AI Design System Infrastructure

Role
Design Engineer
Duration
Continuous project
Responsibilities
MCP Architecture, agent engineering, DS structure
Focus
AI-First & Infrastructure
CONTEXT
The need to rethink interface construction
During the internal restructuring focusing on broad AI usage, the need arose to transform design into an assisted system. Screen creation still relied on manual processes, with high effort in operational UI decisions and frequent inconsistencies.
Manual Decisions
High effort in repetitive UI details.
Inconsistency
Design system variations occurred frequently.
THE PROBLEM
The process had clear limitations: slow and repetitive creation, reliance on tacit knowledge, and frequent rework due to misalignment. This directly impacted delivery speed and the team's strategic focus.
OBJECTIVE AND APPROACH
The goal was to build an infrastructure that automated Figma layouts via natural language. We decided on an MCP server-based system, where specialized agents perform specific tasks and Figma is controlled programmatically.
ARCHITECTURE DECISION
The system's core is an MCP server responsible for serving structured context to agents, centralizing rules and ensuring consistency between design and development.
MCP Architecture
Single source of truth for design rules.
Vibma + Figma
Direct programmatic control over the interface.

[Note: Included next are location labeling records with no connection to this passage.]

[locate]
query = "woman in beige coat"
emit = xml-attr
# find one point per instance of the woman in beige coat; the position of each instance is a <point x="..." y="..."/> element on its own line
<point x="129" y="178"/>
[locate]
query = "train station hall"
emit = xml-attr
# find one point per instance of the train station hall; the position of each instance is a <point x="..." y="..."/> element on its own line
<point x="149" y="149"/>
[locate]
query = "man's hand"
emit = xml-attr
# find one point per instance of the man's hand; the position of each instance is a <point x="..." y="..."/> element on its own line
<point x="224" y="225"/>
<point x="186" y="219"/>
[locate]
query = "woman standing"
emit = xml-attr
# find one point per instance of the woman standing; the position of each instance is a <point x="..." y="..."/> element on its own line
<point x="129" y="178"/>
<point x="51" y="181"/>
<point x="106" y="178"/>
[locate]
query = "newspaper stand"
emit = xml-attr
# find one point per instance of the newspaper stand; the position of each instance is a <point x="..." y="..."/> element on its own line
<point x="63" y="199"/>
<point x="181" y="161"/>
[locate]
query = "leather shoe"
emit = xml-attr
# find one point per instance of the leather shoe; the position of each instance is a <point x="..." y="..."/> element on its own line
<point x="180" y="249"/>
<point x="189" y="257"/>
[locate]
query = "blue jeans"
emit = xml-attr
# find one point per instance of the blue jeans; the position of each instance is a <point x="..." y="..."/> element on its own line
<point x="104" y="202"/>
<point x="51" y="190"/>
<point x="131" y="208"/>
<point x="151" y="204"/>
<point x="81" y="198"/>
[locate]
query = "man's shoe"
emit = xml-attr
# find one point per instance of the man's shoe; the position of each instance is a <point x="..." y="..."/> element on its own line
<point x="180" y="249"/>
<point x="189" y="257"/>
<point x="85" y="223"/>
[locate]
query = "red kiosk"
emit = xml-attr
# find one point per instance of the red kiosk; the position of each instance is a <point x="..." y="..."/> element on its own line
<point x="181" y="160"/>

TOKEN EFFICIENCY (CRITICAL DECISION)
Token consumption was treated as a core constraint. We implemented three response modes to optimize performance and reduce latency: ids, summary, and full.
AGENT SYSTEM
The workflow was divided into specialized agents (Intake, Build, Review, Learn) based on the actual design process, avoiding context overload and increasing precision.
AI IN PRACTICE
The entire system was developed using Claude as active infrastructure: from architecture definition to prompt engineering and catalog structuring.
RESULTS
Speed
Creation reduced from 1 day to ~2 hours.
Quality
Increased consistency and focus on product decisions.
Scalability
Architecture also accessible to developers.
MY ROLE AND LEARNINGS
I was the architect and executor from end to end. The main lesson was that design systems gain real scale when treated as technical infrastructure, where token efficiency dictates system viability.